The Clean and Jerk

Thursday, April 19, 2007
No, despite the title, this post is not about weightlifting. It’s about men and the “discreet” way many of them try to … um … adjust … their bits. As usual, this morning Leather Man got onto the same bus as I and while there were a few seats available he chose (again, as usual) to stand at the back door. Having been the first at our stop to get on the bus (woo hoo!) I took one of the bench seats facing sideways so that it looked out the back door. Needless to say, this provided me with an eyelevel view of Leather’s backside. Thank goodness he wears a long coat. We were just entering the main part of downtown when he appeared to reach down and move things around. You know…down there. Granted, I only received the back view of this action but it was pretty obvious. The wide-legged knee bend, the hand moving in and down towards the centre of his body, the rustle of the pants. Oh yes, dear readers, an adjustment had just been made.

That little incident instantly brought to mind images of Vincent Cassel in Les Rivieres Pourpres (The Crimson Rivers).
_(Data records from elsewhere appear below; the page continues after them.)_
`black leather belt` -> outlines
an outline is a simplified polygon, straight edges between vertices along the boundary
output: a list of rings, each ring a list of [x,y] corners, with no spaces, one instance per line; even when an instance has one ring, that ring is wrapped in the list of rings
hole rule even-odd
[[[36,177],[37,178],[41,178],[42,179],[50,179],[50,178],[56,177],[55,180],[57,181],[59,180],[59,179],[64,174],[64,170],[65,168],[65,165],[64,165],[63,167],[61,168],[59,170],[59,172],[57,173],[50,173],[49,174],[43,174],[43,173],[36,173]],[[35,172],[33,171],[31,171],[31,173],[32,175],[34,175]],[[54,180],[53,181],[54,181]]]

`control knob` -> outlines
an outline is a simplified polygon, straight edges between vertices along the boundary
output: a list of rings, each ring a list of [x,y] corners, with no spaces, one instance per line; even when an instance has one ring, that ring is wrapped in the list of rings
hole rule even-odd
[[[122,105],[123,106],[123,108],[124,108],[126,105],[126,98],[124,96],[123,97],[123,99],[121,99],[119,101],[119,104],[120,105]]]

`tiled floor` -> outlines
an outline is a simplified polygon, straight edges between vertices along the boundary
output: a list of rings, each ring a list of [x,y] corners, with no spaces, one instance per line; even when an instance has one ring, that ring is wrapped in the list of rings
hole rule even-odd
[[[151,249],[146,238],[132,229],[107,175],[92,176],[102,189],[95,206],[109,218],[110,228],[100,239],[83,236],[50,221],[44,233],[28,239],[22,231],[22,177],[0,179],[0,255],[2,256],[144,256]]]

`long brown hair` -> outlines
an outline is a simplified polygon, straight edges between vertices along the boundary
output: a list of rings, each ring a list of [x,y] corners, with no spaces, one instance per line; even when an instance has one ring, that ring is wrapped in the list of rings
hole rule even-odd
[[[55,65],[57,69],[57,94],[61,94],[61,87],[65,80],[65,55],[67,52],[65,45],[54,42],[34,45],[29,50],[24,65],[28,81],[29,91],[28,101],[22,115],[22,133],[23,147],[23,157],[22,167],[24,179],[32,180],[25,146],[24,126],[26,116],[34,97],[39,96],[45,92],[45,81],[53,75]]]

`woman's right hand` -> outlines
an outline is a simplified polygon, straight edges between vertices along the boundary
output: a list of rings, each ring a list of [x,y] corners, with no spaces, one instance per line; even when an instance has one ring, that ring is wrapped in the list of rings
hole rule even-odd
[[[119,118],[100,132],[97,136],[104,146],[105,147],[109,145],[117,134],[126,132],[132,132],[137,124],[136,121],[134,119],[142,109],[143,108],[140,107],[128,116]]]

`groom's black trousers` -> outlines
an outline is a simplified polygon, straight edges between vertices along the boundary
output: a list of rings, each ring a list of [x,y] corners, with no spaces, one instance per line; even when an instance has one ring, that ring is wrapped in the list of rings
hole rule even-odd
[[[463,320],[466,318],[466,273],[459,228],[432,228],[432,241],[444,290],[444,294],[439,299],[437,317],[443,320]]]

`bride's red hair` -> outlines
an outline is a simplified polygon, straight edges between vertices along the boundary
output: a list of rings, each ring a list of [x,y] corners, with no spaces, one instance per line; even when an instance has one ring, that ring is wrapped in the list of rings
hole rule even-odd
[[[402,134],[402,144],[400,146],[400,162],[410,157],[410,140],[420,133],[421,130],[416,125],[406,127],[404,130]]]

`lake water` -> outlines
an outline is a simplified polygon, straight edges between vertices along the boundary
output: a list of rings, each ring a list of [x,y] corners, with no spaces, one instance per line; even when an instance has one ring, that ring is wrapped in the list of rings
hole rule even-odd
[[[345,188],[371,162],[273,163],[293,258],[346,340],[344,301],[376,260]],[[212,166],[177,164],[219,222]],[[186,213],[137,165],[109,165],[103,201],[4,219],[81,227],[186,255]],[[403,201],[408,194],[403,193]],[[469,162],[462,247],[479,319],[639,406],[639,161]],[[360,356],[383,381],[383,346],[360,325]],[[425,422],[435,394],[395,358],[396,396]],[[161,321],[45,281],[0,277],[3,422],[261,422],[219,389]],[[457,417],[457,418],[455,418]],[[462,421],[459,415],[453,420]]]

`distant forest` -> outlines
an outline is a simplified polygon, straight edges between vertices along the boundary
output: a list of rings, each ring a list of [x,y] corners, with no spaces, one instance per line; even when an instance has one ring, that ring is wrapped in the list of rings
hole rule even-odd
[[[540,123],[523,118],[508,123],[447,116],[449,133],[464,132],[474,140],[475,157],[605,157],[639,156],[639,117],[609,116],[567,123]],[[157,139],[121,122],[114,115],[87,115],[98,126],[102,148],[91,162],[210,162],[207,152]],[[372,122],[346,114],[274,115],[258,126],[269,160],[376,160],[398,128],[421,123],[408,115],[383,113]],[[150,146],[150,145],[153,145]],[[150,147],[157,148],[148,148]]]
There are two very obvious times where he reaches down and shifts his bits. He doesn’t even try to hide it. And they didn’t redo the scenes or edit those clips out. I began to wonder - What is this obsession men have with their meat and two veg? Now, before I get a number of testosterone laden emails/comments, I freely admit that I do not have a penis. Nor do I have ready access to someone in possession of their own, as I’m single. And my first hand knowledge of the aforementioned organ is somewhat limited compared to some. I understand, though, that, unlike breasts, a penis is more apt to move around inside the garments encasing it. Bras are meant to hold our bosoms in place, with as little jiggling as possible. Briefs, boxers, jockeys, man-thongs, etc, are really not designed with the same support in mind. I’m not saying that your wankers stay where you put them when you get dressed and then never move again. Not at all. However, I’m curious as to why you’re not a bit more discreet when you try to put them back or give them a little scratch if you’ve got an itch.
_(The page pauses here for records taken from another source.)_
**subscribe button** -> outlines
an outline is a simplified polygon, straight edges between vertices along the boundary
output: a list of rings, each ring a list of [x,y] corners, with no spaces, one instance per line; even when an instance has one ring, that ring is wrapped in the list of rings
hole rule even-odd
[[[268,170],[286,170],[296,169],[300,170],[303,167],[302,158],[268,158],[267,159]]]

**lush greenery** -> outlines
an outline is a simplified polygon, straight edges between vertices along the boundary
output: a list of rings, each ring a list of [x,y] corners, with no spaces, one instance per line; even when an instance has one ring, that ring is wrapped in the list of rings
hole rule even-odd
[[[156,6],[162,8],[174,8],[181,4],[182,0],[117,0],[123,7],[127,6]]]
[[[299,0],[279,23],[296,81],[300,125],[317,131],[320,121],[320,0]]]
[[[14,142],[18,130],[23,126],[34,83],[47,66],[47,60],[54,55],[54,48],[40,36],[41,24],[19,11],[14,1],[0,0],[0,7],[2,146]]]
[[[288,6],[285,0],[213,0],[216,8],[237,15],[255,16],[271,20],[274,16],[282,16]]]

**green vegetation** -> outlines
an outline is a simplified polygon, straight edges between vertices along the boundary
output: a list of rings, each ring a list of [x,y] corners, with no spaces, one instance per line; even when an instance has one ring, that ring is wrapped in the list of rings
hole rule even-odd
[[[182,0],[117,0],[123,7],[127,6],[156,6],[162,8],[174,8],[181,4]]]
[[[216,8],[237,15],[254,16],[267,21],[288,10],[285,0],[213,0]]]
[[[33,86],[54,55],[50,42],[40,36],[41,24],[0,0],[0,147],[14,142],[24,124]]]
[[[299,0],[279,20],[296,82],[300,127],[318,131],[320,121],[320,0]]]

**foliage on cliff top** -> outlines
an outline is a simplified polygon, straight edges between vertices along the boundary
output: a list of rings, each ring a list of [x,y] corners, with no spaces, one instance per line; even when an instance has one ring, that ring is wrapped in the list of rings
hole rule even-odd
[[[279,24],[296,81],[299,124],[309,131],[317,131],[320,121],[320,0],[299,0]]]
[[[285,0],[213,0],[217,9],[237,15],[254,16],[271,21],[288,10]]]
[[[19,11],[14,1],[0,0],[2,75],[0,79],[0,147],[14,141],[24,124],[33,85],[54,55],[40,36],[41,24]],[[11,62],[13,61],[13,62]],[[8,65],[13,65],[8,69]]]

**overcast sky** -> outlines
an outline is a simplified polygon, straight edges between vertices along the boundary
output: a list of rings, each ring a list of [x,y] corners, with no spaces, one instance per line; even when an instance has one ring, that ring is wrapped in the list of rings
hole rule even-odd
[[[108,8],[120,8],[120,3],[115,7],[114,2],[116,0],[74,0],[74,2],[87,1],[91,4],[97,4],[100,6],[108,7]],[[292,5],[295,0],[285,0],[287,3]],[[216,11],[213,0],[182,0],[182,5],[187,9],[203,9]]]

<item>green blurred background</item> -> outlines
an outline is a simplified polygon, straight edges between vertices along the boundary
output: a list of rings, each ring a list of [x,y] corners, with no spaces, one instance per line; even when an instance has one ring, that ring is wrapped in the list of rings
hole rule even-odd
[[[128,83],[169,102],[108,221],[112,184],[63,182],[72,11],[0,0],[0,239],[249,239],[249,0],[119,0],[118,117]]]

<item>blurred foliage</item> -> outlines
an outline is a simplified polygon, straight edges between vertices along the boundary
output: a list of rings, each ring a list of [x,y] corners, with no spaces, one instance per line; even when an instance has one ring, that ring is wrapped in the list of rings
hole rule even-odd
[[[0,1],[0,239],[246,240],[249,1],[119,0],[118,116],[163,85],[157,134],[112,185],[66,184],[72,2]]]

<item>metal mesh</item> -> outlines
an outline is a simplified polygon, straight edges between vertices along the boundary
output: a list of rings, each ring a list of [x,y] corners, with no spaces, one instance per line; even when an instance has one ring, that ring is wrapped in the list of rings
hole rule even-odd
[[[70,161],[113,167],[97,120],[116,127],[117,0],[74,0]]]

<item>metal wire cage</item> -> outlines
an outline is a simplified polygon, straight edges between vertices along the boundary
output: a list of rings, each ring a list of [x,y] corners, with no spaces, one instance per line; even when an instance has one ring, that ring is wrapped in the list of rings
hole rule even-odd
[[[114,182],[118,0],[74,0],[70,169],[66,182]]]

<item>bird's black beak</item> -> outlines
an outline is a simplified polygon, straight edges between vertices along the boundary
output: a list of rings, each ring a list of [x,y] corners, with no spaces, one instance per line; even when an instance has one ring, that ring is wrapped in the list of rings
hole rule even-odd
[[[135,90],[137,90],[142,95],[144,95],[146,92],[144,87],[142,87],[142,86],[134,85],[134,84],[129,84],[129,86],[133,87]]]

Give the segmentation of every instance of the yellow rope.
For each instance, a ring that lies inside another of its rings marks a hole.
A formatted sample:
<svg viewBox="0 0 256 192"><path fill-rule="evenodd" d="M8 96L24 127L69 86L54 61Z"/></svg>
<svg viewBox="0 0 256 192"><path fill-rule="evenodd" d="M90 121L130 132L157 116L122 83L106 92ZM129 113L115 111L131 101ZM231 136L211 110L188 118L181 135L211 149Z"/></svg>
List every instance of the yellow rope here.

You would NEVER see a woman reach down and start scratching away at her hoo-hoo in public. Ok, maybe you would but those are the women I’d recommend you avoid. It’s just not done. Sure, everyone needs to de-wedgify their underpants every now and again, or pull up a bra strap once in a while. Perhaps it’s impossible to understand without actually owning the equipment in question. Who knows. All that I’m asking is that if you feel the need to give your little fella a tug, rub, squeeze, pet, pat, or just move him to a new location, you retire to the men’s room, a closest or do so behind the safety of your desk or inside your cubicle. Despite what you might believe, you’re not impressing anyone and, unless you’re Tom Jones, we don’t think that you’re having to shift it because it’s just sooo big.


Wandering Coyote said...

Great, funny post, Karen. I don't get it, either, but I do hope someone (a male in the know) leaves a comment here explaining it all.

Barbara Bruederlin said...

Firstly, I love your label!

And I actually think that I can somewhat sympathize with the boys, as I know that at times (like if I've had to break into a run or reach way up high for something) the girls can get dislodged. And it is darned uncomfortable until they get safely ensconced into their nests again.

Perhaps it's the same with the lads. Maybe his meat had been irritating him for 20 minutes and then he just couldn't stand the discomfort any longer.

kelly said...

sometimes just gotta adjust

Fearless said...

Sometimes it is about discomfort and there is no time like the present to take care of the problem. However, have you ever thought that perhaps men do this in public in order to draw attention to that area of the body? As sort of a non verbal "How YOU doin?"

* (asterisk) said...

A man's gotta do what a man's gotta do. That said, discretion is nice.

Jvp said...

hi! i saw the film crimson rivers and i was wondering what part vincent cassel shifted his bits. Thanks.